Or pour Yaguine et Fodé, rappeurs résistants et résilients, l’art est un anti-destin, pour reprendre la formule de Malraux. Il est ce qui permet d’envisager une utopie concrète et possible48 : « Nous rêverons, ou nous crèverons. / Ensemble49 », peut-on lire dans Les Lumières d’Oujda. Dans Politiques de l’inimitié, Mbembe fait en effet le constat d’un « type d’arrangement avec le monde – ou encore d’usage du monde – qui, en ce début de siècle, consiste à tenir pour rien tout ce qui n’est pas soi-même » ; d’une « course vers la séparation et la déliaison », « sur fond d’angoisse et d’anéantissement », de « peur de disparaître » qui pousse « des peuples entiers » à « multiplier des enclos50 ». Il formule dès lors le questionnement suivant : « la question qui nous était posée hier est exactement celle qu’il nous faut poser de nouveau aujourd’hui.
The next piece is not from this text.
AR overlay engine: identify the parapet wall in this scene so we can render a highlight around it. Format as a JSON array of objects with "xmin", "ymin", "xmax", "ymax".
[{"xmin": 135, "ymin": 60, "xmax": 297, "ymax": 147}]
C’est celle de savoir s’il nous a jamais été, s’il nous est et s’il nous sera jamais possible de rencontrer autrui autrement que comme un objet simplement donné là, à portée de main51 ». Question fondamentale qui est à la source de l’ensemble de l’œuvre publiée de Marc Alexandre Oho Bambe, et ce depuis Le Chant des possibles : « comment relever le défi du vivre ensemble, cette possible utopie52 ». Or ceci, pour Mbembe, passe par une « nette distinction entre l’« universel » et l’ « en-commun » », au sens où :

L’universel implique l’inclusion à quelque chose ou quelque entité déjà constituée. [Alors que] l’en-commun présuppose un rapport de co-appartenance et de partage – l’idée d’un monde qui est le seul que nous ayons et qui, pour être durable, doit être partagé par l’ensemble de ses ayants droit, toutes espèces confondues53.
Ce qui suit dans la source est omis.